For sensitive-information disclosure, use DLP Filter, PII Detector, and Data Routing Policy. Those three answer different questions: should this content block, should structured identifiers redact, and is any configured provider allowed to receive the remaining request at all.

For abuse, automation, and denial-of-wallet style traffic, use Bot Detector and rate-limiting guidance from Policy Rate Limits Configuration or Advanced Rate Limiting. Bot detection looks for duplicate fingerprints or highly similar prompts inside a rolling window. Rate limits then cap what still gets through.

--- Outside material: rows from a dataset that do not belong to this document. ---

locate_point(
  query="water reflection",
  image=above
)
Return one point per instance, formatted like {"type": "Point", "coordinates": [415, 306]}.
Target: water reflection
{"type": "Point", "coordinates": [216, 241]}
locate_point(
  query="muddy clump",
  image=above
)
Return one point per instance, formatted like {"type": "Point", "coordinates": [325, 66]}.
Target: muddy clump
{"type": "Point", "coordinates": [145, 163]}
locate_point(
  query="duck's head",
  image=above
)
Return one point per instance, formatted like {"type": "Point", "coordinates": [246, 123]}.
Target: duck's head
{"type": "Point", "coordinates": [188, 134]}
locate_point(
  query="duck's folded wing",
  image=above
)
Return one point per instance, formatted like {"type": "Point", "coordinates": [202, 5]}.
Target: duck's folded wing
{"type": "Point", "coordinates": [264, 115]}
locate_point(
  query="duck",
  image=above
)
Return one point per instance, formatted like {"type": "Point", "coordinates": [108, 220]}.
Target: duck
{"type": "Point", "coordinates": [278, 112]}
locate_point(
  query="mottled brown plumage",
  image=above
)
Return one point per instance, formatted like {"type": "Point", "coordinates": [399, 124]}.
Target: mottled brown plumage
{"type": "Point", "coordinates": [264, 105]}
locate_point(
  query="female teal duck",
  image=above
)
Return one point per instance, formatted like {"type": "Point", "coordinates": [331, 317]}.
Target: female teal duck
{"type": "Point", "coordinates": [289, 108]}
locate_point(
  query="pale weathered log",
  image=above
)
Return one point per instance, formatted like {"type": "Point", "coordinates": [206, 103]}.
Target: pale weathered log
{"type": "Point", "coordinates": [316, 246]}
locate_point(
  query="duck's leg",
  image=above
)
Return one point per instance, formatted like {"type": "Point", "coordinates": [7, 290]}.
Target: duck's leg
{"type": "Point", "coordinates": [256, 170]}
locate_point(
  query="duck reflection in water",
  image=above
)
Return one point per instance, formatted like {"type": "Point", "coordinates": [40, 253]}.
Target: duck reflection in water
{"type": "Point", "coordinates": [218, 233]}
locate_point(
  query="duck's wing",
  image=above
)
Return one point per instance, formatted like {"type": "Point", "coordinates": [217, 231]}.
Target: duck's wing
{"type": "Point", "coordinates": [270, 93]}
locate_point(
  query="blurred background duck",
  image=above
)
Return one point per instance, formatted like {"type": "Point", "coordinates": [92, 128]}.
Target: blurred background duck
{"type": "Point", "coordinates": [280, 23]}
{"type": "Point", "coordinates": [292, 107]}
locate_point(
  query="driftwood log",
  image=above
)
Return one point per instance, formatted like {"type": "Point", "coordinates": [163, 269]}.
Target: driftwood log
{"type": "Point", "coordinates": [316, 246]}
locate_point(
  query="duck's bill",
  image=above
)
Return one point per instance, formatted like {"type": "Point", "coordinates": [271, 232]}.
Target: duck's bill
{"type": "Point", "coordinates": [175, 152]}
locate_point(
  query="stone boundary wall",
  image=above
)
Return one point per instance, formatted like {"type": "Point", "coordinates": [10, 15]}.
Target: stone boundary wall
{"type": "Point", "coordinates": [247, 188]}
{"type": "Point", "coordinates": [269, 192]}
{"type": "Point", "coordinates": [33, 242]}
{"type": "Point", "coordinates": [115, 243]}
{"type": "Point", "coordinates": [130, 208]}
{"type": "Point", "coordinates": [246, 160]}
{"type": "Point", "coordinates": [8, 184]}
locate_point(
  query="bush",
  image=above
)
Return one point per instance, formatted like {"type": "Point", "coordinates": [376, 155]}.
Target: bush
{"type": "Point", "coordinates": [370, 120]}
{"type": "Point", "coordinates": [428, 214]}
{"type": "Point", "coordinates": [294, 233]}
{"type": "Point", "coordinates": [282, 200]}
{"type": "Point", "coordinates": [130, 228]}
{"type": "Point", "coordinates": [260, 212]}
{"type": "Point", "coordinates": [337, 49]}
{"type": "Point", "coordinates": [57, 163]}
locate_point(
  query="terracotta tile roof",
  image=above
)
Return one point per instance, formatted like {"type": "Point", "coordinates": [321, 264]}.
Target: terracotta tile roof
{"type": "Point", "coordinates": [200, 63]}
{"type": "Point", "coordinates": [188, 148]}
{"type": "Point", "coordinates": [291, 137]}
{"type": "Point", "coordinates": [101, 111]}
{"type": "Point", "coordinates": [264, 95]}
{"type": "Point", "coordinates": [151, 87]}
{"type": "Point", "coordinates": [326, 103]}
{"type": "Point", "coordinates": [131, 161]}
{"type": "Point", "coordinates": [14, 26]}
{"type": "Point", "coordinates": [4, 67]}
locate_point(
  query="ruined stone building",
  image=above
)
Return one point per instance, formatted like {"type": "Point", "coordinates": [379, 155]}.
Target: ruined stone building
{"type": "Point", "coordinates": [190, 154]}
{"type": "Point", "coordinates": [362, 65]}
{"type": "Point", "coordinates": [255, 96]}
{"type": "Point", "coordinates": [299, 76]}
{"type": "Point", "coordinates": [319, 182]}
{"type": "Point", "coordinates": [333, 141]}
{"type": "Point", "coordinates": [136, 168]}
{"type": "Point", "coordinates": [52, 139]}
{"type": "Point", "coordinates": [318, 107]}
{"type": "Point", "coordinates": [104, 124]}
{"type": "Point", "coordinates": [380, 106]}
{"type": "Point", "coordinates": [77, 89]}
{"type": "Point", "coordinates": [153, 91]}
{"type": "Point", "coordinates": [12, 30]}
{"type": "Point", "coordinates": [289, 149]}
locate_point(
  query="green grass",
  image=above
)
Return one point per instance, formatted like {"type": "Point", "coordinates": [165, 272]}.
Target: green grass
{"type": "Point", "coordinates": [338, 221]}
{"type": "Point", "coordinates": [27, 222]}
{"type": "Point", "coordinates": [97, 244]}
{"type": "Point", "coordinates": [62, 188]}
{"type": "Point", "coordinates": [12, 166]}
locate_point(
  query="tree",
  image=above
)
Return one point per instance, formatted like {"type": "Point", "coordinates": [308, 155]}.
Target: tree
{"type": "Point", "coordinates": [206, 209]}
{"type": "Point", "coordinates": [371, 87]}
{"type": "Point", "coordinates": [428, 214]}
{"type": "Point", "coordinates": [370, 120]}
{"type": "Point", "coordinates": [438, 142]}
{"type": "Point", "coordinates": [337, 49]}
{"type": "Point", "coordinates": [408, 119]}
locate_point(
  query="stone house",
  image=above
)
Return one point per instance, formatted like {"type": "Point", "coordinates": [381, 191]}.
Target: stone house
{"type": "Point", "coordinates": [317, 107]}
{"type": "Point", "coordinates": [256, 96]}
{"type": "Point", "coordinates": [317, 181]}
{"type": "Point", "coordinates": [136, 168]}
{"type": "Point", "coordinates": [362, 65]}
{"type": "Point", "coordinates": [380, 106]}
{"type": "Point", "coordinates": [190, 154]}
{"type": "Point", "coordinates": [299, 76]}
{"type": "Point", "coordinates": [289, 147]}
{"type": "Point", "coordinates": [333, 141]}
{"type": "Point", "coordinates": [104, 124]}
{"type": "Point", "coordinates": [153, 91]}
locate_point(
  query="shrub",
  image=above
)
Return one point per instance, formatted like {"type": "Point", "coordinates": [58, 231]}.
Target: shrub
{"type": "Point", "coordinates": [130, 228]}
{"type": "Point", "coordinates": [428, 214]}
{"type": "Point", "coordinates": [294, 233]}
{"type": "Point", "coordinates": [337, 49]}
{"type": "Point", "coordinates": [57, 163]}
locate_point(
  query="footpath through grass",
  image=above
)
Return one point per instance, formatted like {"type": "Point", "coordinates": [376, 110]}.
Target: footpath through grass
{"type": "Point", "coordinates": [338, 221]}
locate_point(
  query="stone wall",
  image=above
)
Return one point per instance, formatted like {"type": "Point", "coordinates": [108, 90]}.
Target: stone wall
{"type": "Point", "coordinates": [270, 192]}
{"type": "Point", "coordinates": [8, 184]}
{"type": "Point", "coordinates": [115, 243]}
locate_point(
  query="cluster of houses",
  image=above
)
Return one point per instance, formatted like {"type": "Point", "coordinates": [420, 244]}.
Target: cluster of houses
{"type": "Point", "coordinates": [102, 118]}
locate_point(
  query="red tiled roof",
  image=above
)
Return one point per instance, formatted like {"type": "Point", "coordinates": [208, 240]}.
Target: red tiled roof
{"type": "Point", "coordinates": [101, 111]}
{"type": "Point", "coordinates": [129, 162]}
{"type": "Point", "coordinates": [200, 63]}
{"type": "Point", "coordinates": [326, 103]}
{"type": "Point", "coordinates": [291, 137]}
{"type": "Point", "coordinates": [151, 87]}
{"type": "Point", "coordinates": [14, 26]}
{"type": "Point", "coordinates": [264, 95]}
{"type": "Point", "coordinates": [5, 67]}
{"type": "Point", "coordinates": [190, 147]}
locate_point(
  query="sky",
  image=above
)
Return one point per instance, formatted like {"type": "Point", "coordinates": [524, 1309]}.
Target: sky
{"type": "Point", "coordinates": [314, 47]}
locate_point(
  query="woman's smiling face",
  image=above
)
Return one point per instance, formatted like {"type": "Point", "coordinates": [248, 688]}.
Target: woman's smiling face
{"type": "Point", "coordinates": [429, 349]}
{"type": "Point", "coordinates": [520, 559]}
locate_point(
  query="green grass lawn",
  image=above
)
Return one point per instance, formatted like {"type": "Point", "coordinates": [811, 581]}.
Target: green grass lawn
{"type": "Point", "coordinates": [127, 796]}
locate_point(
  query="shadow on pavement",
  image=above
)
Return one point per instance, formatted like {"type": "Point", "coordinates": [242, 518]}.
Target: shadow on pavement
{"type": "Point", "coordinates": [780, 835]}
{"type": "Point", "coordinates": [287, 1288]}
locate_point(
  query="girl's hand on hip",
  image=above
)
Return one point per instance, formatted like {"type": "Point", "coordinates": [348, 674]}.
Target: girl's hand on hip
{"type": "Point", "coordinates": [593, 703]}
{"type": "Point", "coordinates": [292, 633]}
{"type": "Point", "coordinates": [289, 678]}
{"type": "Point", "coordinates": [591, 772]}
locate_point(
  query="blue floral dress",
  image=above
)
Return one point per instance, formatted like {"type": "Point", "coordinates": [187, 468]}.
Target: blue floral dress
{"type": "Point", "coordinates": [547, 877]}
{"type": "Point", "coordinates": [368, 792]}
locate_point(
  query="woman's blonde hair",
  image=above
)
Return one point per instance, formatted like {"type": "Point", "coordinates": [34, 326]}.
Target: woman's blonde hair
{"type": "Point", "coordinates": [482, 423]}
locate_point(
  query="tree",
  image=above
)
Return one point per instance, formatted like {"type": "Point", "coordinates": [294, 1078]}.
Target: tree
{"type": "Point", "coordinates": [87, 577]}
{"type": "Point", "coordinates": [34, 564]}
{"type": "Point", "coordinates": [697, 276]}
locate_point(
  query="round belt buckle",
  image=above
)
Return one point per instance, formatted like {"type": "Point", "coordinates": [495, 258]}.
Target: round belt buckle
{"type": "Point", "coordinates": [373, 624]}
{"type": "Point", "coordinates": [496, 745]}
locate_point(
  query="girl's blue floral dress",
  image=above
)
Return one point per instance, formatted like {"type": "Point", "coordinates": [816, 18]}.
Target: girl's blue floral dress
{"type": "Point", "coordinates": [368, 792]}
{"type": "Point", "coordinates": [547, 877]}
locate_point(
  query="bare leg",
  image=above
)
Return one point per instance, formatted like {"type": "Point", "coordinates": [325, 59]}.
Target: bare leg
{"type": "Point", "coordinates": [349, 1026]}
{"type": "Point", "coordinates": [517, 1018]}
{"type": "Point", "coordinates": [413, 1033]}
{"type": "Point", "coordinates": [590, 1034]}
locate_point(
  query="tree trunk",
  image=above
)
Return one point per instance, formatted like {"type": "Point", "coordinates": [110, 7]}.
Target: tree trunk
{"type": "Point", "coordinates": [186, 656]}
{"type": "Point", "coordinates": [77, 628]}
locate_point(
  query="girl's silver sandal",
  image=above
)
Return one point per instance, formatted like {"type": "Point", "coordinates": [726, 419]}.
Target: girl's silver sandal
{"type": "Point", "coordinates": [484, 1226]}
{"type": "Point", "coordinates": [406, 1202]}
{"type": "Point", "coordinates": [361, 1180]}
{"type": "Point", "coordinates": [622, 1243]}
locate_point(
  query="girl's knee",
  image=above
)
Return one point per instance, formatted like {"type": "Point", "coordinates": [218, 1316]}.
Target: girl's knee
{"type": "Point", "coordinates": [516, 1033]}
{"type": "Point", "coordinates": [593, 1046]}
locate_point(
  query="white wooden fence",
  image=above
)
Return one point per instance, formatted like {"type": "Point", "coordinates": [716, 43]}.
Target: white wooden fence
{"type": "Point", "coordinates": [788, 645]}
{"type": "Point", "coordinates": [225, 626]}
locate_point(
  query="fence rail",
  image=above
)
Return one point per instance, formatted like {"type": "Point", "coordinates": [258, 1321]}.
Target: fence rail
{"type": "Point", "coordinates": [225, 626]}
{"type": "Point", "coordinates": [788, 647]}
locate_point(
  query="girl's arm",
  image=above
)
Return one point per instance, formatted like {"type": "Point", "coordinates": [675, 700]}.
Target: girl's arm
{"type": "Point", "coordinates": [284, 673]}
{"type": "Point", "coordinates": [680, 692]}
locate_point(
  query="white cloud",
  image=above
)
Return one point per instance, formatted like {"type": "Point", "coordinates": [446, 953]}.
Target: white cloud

For excessive agency and insecure tool use, the correct stack is Tool Validation, Tool Security, and Agent Firewall. Validation checks whether the requested tool was declared. Security scans the serialized request for dangerous substrings or blocked entity types. The firewall governs exact tool names, action counts, transaction thresholds, and suspicious patterns.

For insecure output handling, use the Code Sanitizer policy. The implemented policy_kind is code-sanitizer, and it scans joined response text for dangerous built-in patterns plus your additional regexes. That matters when generated shell commands or SQL may be copied into automation.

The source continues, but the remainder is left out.